Accordingly, the judgment is



[1] Payments made prior to January 1, 1966, had reduced the amount owing under the note to $28,318.39.

[2] The trial court's findings of fact based on the testimony adduced at trial indicated that the true figures were a $213,000 assessment settled for $10,185.07 principal plus $5,296.23 interest, with legal fees of $13,366.75 for a total of $28,848.05.

[3] Pursuant to their motion, the court on November 8, 1972, allowed appellants to counterclaim with respect to appellee's alleged liability for housing code violations. This counterclaim was asserted in an amended pleading which evidently was filed on November 20, 1972. Certain portions of this pleading were stricken by order of the court on January 23, 1973, for exceeding the authority granted by prior court orders.

[4] Appellants on January 11, 1972, moved for reconsideration of the court's order of September 7, 1971. This motion was denied "with prejudice" on March 10, 1972. Appellants then filed their amended answer and counterclaim on March 24, 1972, raising the issues of statute of limitations and laches, insufficiency of consideration, conditional delivery, mutual mistake of fact and misrepresentation, as well as asserting the counterclaim for appellee's alleged tax liability.

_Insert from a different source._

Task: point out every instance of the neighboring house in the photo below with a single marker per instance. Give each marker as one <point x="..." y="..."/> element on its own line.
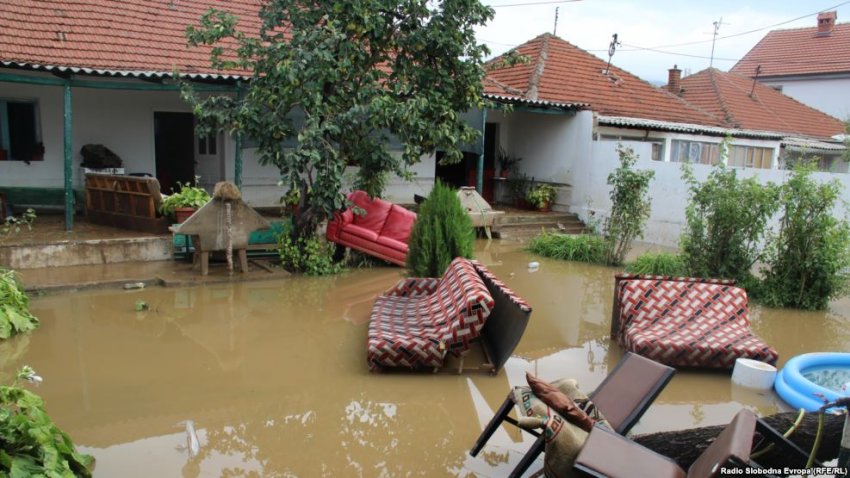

Appellee's motion to strike the defenses not authorized under the order of September 7, 1971, was granted September 19, 1972.

[5] The original attorneys withdrew as counsel on November 24, 1971, and present counsel conducted the trial and appeal.

[6] We also are not persuaded that the court erred in refusing to grant appellants leave to amend their answer and raise new defenses pursuant to Super.Ct.Civ.R. 15(a). The request was made after summary judgment was entered on the issue of liability, so there was no reason for allowing an amendment which would raise issues precluded from litigation by the prior judgment. Consequently we cannot say the court abused its discretion in denying this motion. See Autocomp, Inc. v. Publishing Computer Service, Inc., D.C. App., 331 A.2d 338 (1975).